I have been out on a brigade drill since I commenced this letter. My duty in camp is very light. I have to go out on brigade drills one afternoon in two days, two hours an afternoon, so I have plenty of time to read and write. But you know I never was much of a hand to write, but I don’t have anything else to busy myself about—only to look round among the rest of the men of the regiment who I find to be made up of good citizens of the Old Bay State—men of good morals and good principles and will do their duty in every respects. And if they are ever called into action, I trust you will hear a good report from them—not that I am bragging because I belong to this regiment, for I did not come here to gain fame or honor or to make money, for I could earn as much at home and save a good deal more. I come because I thought it my duty to come, for I had a good deal of sympathy for those brave men who have come before me. The men who have done the fighting and have stood the brunt of the battle—those are the men who deserve the sympathy of the North. The hospitals are full of them. They are broke down for life, their health are ruined for life, a priceless gem—that which money cannot buy. I know how to appreciate health. Mine is good and I find but few men that can endure more hardship than myself. But I am afraid I shall loose it before my time is out if I should be so fortunate as to dodge all the bullets.

And if I ever get home again, you shall have a long visit from me. I presume things have changed so much that it would not seem like home. Only think, it is seven years since I left the land of my birth. I am surprised when I think of it although as I look back upon this long years, it seems like a pleasant dream. And as I look back upon the scenes of my child[hood], they are as fresh in my memory as though it was but yesterday that I left them. But if I am spared for severn years more, I hope to mend my mistakes that I have made in the past.

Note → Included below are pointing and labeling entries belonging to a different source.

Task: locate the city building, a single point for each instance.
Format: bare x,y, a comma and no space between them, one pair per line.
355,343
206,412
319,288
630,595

I presume you have got your new home all complete by this time and I presume you need it for it is time now that you have plenty snow whistling round your ears. But we have not had but two frosty nights yet. One of them was about a week ago and the other last night.

Please write when you get this for it does me a great deal of good to hear from home and I believe I have written two or three times since I received an answer. Give my love and best wishes to all inquiring friends, if any such there be. Please excuse all mistakes and accept this from your son. — S. L. Holt

Direct to Sergt. S. L. Holt, Co. I, 5th Regiment Mass Vol. Militia, Newbern N. C.


1 Grenache, Claude (1827-1862) — Priv. — Res. Marlboro ; blacksmith ; 32 ; enl. Aug. 20, 1862 ; must. Sept. 16, 1862; died Oct. 23, 1862, on board U. S. transport “Mississippi,” by falling from yard arm. Claude’s wife was Elizabeth d’Aubreville (b. 1840); married in 1856.